Canalhas nos despertam fome de justiça. Queremos a morte deles. Prisão perpétua, no mínimo. Vingança. Que sofram! Porém, Jesus olha para mim ou para um estuprador, um assassino, um traficante ou o horror que seja e enxerga não casos perdidos, mas potenciais e preciosas possibilidades de futuro. Ele veio para isto, justamente: fazer tudo novo. Desfazer as obras do Maligno. Ele veio para os doentes e não para os sãos. Ele veio para refazer, resgatar, restaurar, reconstruir, reedificar. Cristo está preocupado com o que está inacabado. Ele olha para corações em trevas e deseja lhes estender luz. E é o que devemos desejar também. 

Terminei a preleção, me despedi e saí do recinto. No caminho para a porta de saída, parei para conversar com um jovem de aparência igual a muitos que costumo encontrar pelos corredores de shoppings e áreas de lazer, não fosse a camisa do sistema prisional. Perguntei por que estava ali. “Sequestro”, ele respondeu. “E a quanto tempo você está condenado?”. “A vinte e três anos”, ele me disse. Eu o abracei. E tive de deixá-lo ali, aos cuidados do Cristo a quem ele disse ter encontrado na prisão. 

Passei pela mesma portaria de antes, peguei meus pertences, agradeci aos agentes penitenciários e saí pela porta. Ganhei a rua e comecei a caminhar rumo a qualquer lugar longe daquela escola de realidade. Esqueça os reality shows: ali está a realidade da vida. 
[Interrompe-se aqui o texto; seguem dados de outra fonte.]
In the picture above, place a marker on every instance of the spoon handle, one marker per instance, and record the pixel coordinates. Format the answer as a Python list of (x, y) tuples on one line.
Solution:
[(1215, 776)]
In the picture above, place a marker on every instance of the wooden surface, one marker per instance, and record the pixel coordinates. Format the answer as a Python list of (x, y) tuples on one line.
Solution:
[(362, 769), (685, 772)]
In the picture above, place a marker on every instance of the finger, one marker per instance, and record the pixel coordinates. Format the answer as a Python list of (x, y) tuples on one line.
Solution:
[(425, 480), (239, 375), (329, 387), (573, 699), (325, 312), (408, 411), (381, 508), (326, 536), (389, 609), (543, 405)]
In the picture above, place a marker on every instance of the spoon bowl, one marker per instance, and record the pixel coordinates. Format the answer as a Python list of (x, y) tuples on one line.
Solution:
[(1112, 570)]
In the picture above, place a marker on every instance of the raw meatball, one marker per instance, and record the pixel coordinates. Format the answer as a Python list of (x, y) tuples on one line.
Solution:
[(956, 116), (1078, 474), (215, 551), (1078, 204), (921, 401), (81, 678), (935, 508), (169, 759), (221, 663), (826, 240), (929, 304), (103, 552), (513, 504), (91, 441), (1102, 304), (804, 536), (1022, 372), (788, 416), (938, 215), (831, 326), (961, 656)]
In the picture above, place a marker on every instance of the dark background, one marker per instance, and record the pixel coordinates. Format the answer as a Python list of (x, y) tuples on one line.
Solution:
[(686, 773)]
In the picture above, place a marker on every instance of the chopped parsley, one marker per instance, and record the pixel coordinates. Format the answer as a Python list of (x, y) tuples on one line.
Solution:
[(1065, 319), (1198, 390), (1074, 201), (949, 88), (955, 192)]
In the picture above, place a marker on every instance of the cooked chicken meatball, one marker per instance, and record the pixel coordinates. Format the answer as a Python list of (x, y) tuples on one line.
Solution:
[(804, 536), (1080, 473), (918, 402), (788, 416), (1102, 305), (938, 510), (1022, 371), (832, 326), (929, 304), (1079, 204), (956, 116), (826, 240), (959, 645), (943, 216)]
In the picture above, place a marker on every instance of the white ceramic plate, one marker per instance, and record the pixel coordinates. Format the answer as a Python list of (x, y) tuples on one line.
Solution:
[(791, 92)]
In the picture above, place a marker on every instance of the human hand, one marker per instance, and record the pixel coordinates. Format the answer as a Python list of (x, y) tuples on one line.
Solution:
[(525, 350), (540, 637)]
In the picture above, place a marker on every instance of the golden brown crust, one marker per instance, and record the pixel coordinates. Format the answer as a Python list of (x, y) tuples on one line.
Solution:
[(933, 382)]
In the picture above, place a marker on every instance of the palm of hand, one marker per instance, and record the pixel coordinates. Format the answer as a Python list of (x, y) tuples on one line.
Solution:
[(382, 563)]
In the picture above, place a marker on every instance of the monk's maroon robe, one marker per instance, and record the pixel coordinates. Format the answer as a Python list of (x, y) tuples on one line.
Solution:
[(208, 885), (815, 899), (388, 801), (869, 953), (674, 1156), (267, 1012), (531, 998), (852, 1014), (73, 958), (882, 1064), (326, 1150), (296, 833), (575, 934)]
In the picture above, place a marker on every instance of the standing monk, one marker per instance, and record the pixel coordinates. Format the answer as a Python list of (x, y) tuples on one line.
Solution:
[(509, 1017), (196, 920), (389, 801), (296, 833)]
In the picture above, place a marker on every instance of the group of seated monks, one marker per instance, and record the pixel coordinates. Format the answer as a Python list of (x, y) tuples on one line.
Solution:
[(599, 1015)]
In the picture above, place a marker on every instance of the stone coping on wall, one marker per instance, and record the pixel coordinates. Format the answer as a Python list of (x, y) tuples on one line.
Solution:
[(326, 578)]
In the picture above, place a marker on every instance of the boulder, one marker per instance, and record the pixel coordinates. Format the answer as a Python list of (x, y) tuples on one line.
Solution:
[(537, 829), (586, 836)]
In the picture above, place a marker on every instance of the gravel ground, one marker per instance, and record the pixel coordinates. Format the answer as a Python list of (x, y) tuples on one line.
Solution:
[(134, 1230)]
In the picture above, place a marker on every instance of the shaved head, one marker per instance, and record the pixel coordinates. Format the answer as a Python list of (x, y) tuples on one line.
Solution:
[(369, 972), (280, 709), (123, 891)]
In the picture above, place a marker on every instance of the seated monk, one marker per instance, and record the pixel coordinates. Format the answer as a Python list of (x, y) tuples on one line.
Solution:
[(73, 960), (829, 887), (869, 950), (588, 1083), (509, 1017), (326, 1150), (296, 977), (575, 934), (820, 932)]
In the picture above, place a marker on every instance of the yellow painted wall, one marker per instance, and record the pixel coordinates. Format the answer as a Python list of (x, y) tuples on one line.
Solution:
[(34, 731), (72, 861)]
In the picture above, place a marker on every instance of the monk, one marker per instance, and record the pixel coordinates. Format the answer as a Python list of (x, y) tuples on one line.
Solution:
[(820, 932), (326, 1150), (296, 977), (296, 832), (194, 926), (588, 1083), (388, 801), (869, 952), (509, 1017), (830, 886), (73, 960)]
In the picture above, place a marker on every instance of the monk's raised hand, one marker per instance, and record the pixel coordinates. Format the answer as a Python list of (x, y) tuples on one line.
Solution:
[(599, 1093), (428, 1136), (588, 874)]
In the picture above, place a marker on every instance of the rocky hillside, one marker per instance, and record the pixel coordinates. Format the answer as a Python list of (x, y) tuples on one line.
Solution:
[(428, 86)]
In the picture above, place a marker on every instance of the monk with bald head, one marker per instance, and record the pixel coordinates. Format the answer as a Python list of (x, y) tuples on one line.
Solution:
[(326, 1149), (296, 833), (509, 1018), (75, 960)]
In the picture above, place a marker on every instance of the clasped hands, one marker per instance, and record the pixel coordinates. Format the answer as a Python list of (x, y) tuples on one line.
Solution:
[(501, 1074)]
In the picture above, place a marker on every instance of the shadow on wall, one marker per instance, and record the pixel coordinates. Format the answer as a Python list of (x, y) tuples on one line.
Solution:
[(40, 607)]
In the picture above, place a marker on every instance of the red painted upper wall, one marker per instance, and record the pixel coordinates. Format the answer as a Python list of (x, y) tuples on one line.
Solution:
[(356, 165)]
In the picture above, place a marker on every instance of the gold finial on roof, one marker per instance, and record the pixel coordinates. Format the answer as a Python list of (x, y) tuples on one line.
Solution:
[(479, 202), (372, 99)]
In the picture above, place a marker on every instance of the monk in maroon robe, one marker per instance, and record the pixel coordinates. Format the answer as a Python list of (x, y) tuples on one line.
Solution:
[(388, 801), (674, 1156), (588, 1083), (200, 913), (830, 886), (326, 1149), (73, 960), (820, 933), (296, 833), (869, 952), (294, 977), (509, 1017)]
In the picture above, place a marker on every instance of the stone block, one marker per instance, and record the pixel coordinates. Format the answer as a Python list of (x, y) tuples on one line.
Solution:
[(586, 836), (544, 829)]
Meu coração estava apertado por aquelas ovelhas sem pastor, pessoas criadas à imagem e semelhança de Deus que se deixaram enredar em ciladas malignas e trilhar um caminho de trevas. Pela graça, ali dentro muitos encontraram a luz. Outros nunca encontrarão. Mas não cabe a mim dizer quem seguirá pelo caminho da vida eterna e quem não. Meu papel eu tentei cumprir da melhor maneira possível, ao visitar aquelas dezenas de cristos, presos em algum lugar do Rio de Janeiro, à espera de algo que não sei se, nem quando, encontrarão. Tentei vê-los com graça, amor e misericórdia. Tentei dar-lhes o meu melhor. É pouco, eu sei. Mas é o que o Senhor me confiou a fazer. 

A Bíblia diz que Deus não habita em templos. Naquele dia entendi como nunca o que isso significa. Deus habita em presídios. E hospitais. E onde há alguém sofrendo, angustiado, perdido, doído, desencaminhado, confuso, aprisionado pela própria maldade. Deus habita nas cracolândias, nos prostíbulos, nas bocas de fumo, nos lugares mais desgraçados do mundo. O problema é que a maioria não o vê, não o enxerga, não o percebe nesses lugares. Cabe a mim e a você, meu irmão, minha irmã, levar a palavra que os fará ter a percepção de que, sim, o Nazareno está ali, para todo aquele que receber seu toque e seu abraço. Até onde você está disposto a ir para mostrar essa verdade ao mundo? Só até a biblioteca? Só até o púlpito da Igreja? Só até o conforto do seu ar condicionado? 

“Estava na prisão e me visitaram…”. Essa afirmação de Cristo deveria mudar tudo em nós, em nossa forma de pensar, agir, pregar, orar, acordar, dormir, sonhar. Essa experiência abalou as minhas estruturas. E peço a Deus que ele dê a você experiências que abalem a sua. Se isso ocorrer com muitos de nós, cristãos, acredito que teremos uma Igreja muito mais pautada por graça, amor, misericórdia, compaixão. Em outras palavras, uma Igreja segundo o coração de Deus.